Theresa May steht im House of Common am Rednerpult

Premierministerin Theresa May ist gegen den drohenden ungeordneten Brexit Foto: dpa

LONDON rtr/afp | Das britische Unterhaus hat mit hauchdünner Mehrheit für einen weiteren Brexit-Aufschub gestimmt. Für das Gesetz, das in einer Rekordzeit von knapp sechs Stunden alle notwendigen Lesungen durchlief, stimmten am Mittwochabend 313 Abgeordnete, 312 waren dagegen. Als nächstes muss das Oberhaus entscheiden.

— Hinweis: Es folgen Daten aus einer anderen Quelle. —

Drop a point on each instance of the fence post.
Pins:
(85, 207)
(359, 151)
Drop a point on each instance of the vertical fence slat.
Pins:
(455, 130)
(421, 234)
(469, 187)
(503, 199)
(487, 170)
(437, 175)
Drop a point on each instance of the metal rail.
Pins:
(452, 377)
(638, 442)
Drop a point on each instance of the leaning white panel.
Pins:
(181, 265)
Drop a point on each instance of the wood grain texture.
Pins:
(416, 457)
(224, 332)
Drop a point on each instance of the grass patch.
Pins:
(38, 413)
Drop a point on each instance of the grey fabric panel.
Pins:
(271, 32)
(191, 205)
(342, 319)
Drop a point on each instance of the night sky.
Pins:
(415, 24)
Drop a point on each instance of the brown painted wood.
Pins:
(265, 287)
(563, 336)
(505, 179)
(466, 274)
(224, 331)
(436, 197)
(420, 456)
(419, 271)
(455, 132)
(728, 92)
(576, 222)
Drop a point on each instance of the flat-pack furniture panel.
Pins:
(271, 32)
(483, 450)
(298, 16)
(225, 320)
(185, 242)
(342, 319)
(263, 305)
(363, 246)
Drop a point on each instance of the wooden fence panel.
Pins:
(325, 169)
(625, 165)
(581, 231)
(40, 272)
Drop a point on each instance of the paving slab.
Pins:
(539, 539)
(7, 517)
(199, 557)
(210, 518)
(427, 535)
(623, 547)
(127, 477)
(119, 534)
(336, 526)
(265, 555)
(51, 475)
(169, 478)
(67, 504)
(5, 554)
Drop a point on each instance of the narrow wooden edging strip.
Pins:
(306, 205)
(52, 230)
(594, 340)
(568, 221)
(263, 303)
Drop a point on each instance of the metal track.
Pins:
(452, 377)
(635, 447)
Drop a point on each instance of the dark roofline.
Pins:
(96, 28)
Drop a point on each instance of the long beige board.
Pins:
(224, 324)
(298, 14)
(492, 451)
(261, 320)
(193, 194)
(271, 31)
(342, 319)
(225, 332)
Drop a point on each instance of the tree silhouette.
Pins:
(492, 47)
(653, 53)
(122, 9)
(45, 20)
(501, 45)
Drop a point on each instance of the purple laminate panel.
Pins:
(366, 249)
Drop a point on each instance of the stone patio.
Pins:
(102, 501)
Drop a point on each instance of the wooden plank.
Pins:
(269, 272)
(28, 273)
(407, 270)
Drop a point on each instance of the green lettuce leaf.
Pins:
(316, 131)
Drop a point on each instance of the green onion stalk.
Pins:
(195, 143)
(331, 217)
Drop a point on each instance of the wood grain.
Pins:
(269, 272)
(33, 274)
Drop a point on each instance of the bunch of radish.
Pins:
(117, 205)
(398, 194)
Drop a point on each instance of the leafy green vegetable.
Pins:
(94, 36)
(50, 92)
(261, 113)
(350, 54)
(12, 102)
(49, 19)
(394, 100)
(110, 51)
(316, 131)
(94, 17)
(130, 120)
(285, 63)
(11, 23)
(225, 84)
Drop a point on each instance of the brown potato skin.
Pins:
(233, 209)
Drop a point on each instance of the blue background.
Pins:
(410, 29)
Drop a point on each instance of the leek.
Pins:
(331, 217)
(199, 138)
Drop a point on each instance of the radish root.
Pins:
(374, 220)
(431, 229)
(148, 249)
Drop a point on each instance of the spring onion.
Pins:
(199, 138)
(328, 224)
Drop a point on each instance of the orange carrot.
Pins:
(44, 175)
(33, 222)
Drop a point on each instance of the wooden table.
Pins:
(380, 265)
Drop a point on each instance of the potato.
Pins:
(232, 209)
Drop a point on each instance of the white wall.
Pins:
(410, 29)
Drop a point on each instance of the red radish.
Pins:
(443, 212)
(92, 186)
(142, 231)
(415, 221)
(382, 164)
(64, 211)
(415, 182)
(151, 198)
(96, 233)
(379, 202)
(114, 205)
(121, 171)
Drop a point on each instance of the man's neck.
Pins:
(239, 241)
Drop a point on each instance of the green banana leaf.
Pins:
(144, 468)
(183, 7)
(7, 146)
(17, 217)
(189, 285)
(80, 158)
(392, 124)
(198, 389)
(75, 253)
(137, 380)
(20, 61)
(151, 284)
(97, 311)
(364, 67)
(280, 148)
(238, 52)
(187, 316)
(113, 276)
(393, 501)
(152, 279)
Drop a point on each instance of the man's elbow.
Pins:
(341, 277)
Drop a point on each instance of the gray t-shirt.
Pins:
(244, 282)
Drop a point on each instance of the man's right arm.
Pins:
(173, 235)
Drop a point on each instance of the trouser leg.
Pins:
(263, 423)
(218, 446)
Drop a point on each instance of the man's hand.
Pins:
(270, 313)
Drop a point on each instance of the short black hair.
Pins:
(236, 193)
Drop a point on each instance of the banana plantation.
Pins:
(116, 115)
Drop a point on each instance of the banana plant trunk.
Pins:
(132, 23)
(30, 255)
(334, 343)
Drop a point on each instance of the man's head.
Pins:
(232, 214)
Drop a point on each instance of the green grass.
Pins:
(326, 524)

Der Antrag der oppositionellen Labour-Abgeordneten Yvette Cooper zielt darauf ab, einen Ausscheiden Großbritanniens aus der EU am 12. April ohne Vertrag zu verhindern.

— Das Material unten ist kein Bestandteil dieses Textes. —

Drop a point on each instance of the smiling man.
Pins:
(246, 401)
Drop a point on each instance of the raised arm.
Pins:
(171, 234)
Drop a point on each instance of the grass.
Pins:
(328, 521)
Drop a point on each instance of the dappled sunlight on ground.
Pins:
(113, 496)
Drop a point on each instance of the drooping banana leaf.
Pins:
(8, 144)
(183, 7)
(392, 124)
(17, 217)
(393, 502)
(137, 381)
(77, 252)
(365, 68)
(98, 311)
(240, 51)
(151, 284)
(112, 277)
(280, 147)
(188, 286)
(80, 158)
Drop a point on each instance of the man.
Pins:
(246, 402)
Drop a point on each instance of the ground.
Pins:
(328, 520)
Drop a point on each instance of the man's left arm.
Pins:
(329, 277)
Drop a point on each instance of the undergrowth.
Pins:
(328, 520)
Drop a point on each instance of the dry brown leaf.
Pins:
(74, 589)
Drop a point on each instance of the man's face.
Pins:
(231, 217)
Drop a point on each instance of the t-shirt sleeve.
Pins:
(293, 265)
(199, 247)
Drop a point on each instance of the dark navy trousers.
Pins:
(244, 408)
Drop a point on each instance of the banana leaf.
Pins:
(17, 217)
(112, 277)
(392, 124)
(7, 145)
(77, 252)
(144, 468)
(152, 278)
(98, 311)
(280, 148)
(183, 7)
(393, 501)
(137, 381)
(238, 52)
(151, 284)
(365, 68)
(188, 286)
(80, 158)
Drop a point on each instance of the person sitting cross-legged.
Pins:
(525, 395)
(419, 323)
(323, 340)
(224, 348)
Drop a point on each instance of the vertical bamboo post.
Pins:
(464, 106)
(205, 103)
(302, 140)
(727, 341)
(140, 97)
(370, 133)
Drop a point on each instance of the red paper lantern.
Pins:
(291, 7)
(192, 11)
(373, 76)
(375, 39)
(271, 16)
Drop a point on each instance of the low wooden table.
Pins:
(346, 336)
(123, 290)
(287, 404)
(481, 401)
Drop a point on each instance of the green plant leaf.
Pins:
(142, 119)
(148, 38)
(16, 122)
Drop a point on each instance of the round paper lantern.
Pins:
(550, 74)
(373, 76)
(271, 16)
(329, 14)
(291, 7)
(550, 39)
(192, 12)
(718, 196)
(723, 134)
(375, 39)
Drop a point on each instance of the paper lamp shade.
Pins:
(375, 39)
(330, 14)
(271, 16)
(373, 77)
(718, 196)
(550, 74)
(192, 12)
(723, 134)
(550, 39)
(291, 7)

Premierministerin Theresa May ist ebenfalls gegen den drohenden ungeordneten Brexit und hatte bereits am Dienstag angekündigt, die EU um einen weiteren kurzen Aufschub zu bitten. Dazu bemüht sie sich um einen Kompromiss mit dem Vorsitzenden der oppositionellen Labour-Partei, Jeremy Corbyn. Ein erstes Gespräch am Mittwoch wurde von Corbyn als „nützlich, aber ergebnislos“ beschrieben. Am Donnerstag wollten sich beide erneut treffen.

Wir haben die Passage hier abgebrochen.